Error "vSphere HA detected a possible host failure of this host" observed after ESXi or NIC firmware upgrade
search cancel

Error "vSphere HA detected a possible host failure of this host" observed after ESXi or NIC firmware upgrade

book

Article ID: 390275

calendar_today

Updated On:

Products

VMware vSAN

Issue/Introduction

Symptoms:

  • It's a vSAN cluster.

  • One of the hosts upgraded through a cluster image using VMware Lifecycle Manager (VLCM).

  • Post remediation, the host reports HA-related errors as seen in the Summary tab:
    "vSphere HA host status"
    "vSphere HA detected a possible host failure of this host."



  • Additionally, the following errors are observed at the cluster level:
    "vSAN network alarm 'vSAN MTU check (ping with large packet size)'"
    "vSAN network alarm 'vSAN Basic (unicast) connectivity check'"

  • Reverting the host to an older ESXi version does not fix these errors.


  • The issue is also seen post-NIC firmware upgrade, rendering one of the active VMNICs down, causing vSAN cluster partitioning. This causes HA-related errors besides cluster partitioning.
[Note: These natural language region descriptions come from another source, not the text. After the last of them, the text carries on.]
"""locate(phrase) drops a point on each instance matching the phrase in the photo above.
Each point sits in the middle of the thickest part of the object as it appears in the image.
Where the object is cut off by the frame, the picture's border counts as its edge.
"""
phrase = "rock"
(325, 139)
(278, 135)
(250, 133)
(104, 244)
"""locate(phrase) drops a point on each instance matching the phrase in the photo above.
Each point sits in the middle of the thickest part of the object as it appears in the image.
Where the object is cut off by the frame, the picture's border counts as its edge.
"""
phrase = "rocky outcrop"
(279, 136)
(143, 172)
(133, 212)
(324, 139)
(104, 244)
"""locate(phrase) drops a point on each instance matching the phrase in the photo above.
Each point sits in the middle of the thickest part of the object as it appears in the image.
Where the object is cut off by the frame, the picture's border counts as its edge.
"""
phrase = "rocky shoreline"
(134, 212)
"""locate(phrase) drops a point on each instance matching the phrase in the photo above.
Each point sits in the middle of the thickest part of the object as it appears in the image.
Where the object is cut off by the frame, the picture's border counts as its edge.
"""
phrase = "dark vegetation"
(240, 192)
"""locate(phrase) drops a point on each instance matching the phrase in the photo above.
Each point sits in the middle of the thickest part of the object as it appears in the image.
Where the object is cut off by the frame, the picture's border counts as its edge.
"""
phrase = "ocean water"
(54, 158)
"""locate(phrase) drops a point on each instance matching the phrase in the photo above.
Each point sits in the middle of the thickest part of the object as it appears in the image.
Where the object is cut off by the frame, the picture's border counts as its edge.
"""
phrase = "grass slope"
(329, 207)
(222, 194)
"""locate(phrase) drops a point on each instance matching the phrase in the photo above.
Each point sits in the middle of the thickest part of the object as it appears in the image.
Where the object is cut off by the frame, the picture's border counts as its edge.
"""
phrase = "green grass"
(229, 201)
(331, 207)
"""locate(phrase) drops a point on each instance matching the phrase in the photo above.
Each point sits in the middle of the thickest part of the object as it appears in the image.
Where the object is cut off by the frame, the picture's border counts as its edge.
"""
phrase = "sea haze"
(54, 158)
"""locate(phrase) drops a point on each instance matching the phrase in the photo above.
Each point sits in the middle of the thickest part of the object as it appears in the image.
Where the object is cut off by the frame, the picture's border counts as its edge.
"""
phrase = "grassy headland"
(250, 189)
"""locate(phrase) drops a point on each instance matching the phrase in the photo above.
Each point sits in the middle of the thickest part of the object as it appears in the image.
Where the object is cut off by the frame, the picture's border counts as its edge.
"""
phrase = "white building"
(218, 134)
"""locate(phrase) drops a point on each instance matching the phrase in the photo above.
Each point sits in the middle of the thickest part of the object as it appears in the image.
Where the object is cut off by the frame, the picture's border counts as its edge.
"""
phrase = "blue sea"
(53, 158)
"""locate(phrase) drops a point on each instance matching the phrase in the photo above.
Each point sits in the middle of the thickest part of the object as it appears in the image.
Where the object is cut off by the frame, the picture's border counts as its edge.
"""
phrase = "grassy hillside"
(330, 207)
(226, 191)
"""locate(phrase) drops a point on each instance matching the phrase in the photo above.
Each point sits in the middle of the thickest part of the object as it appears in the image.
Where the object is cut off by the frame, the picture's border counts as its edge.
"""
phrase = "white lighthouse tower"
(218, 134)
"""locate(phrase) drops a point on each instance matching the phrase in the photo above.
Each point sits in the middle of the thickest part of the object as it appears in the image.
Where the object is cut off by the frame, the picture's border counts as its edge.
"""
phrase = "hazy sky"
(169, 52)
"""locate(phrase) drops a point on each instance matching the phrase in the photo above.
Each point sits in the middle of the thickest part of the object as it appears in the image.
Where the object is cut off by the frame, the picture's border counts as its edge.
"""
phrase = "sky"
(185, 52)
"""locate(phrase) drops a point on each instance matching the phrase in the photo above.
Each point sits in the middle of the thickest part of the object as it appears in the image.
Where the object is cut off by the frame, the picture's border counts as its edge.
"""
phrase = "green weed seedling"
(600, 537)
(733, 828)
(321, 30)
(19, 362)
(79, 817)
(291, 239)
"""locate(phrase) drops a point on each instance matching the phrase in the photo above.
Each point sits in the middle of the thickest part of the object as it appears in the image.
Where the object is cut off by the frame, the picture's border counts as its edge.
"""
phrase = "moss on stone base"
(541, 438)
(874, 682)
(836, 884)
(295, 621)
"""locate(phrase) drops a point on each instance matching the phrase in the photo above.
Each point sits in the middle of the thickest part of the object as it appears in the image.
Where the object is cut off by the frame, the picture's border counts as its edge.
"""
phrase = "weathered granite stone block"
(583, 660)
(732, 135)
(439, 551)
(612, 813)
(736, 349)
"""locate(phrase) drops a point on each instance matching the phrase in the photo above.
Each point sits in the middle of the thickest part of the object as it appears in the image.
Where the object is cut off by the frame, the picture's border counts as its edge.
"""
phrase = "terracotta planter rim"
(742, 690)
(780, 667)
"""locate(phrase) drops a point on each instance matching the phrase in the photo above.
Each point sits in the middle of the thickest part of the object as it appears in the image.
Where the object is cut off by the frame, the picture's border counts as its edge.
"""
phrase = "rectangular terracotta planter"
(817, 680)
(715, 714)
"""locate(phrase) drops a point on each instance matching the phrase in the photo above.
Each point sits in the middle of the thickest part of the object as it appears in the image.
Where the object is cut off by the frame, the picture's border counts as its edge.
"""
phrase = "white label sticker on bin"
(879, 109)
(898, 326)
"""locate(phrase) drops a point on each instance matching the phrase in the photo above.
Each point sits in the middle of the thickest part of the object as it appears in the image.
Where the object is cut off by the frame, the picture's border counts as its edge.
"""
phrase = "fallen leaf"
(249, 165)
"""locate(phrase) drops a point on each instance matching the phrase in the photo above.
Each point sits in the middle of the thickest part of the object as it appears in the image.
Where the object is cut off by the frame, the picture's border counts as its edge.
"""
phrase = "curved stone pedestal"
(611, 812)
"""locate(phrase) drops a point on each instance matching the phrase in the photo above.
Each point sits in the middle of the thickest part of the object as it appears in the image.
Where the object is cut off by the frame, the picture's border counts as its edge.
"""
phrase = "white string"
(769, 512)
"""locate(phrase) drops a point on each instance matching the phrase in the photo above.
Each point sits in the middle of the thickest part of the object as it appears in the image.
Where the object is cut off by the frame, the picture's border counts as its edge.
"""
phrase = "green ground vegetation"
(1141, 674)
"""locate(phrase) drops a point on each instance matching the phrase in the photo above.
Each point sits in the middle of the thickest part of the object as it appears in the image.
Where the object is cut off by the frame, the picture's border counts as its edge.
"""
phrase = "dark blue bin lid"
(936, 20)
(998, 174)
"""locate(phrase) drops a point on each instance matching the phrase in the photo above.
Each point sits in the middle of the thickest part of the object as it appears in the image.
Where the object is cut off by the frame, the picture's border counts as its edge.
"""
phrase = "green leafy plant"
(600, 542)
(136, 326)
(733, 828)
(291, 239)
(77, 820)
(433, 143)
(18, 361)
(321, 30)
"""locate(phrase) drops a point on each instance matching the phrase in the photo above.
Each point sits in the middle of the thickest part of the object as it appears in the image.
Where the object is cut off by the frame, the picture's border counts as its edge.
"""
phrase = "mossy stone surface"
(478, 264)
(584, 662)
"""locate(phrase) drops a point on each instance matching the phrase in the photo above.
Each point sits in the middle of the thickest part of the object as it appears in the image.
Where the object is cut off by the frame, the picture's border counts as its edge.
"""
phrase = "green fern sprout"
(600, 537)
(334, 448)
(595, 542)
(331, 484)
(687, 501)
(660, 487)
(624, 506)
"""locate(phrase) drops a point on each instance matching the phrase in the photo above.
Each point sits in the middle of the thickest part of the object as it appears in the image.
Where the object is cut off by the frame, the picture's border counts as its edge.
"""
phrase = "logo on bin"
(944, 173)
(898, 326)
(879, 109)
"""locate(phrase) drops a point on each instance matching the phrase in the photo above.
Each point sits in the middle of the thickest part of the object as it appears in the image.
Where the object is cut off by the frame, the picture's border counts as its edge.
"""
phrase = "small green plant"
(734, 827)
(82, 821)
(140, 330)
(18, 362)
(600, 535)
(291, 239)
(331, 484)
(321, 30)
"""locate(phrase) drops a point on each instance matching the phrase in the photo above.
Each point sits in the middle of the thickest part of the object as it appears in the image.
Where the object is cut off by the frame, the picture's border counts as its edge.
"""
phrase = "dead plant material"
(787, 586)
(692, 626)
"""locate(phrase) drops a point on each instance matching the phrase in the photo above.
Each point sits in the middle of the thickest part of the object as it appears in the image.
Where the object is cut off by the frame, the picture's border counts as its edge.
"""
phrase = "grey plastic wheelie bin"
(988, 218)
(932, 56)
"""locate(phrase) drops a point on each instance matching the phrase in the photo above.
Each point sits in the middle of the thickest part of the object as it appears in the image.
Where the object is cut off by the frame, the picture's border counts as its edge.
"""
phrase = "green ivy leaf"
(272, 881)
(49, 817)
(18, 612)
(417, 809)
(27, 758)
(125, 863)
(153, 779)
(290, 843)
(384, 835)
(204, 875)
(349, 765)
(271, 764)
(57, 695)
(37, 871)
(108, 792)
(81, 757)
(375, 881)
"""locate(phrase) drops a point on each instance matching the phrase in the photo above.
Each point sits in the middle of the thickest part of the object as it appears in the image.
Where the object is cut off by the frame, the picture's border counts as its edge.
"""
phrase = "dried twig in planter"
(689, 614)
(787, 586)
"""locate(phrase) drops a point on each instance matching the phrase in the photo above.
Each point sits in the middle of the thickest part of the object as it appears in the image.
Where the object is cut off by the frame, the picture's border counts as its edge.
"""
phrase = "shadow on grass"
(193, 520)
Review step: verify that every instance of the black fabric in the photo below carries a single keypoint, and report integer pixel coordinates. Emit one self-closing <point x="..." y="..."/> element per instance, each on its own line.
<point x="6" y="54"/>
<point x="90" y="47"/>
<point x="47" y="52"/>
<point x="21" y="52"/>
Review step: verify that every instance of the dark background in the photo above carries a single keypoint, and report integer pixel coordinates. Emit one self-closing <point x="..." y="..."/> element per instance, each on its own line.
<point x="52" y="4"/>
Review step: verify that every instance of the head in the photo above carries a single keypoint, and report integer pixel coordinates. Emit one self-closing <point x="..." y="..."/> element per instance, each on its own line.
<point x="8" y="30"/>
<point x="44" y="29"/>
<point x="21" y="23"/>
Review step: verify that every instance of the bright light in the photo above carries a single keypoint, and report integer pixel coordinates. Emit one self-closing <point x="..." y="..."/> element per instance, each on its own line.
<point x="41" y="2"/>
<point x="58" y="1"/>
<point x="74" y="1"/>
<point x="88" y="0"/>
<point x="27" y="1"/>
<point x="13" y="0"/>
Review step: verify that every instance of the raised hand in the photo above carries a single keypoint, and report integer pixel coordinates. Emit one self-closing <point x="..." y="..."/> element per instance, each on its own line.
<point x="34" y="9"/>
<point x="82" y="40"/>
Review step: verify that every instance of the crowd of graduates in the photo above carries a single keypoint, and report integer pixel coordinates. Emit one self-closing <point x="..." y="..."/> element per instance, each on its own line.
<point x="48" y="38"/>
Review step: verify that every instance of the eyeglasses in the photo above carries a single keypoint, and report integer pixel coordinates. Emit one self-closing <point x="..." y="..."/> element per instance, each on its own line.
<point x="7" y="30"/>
  • vmkernel.log reports the following errors for the unicast network where data nodes fail to connect to each other over port 12321 on the vSAN network:

    2025-06-03T06:43:37.903Z cpu76:2099736) CMMDSNet: CMMDSNetSendtoUnicastChannels: 1486: Throttled: 52d68c54-dddl-9a5c-0b6f-##########: Failed to send to unicast host '#.#.#.#:12321' on iface '#.#.#.#': Host is down.
    2025-06-03T06:43:43.903Z cpu76:2099736) CMMDSNet: CMMDSNetSendtoUnicastChannels: 1486: Throttled: 52d68c54-dddl-9a5c-0b6f-##########: Failed to send to unicast host '#.#.#.#;12321' on iface '#.#.#.#': Host is down.

Environment

Vmware vSAN 7.x

Vmware vSAN 8.x

VMware vSAN 9.x

Cause

  • These errors are reported due to network partitioning between vSAN nodes.

  • The upgraded host fails to reach the other vSAN data node through the vSAN network.

  • Running the vmkping command on the upgraded host fails with the 'Host is down' error.

    # vmkping -I vmkY x.x.x.x
    PING #.#.#.#(#.#.#.#): 56 data bytes
    sendto() failed (Host is down)
    • where is the VMkernel adapter of the upgraded host on which vSAN traffic is enabled?
    • where—is the IP of the vmkernel adapter of the other data node on which vSAN traffic is enabled

Resolution

  • Of the two physical NICs used for the vSAN-enabled vmkernel adapter, one is found to be faulty.

  • Placing the faulty physical NIC in the 'Unused' state using the following steps helps in re-establishing the network connectivity between the two vSAN data nodes.

    • In vSphere Client > Host gbmikvsan01 > Configure > Virtual Switches > Expand Switch vSwitch1 >  Click on 'Manage Physical Adapters.' Place vmnicX under the 'Unused Adapter' list. 

      (Where vmnicX is the suspected physical adapter).
  • The second active physical NIC takes over once the faulty NIC is placed in the 'unused state.'

  • Validate ping from each of the data nodes over the vSAN vmkernel network to the other node using the command:

    # vmkping -I vmkY #.#.#.#

where vmkY is the vmkernel adapter of the host on which vSAN traffic is enabled.
where #.#.#.# is the IP of the vmkernel adapter of the other data node on which vSAN traffic is enabled.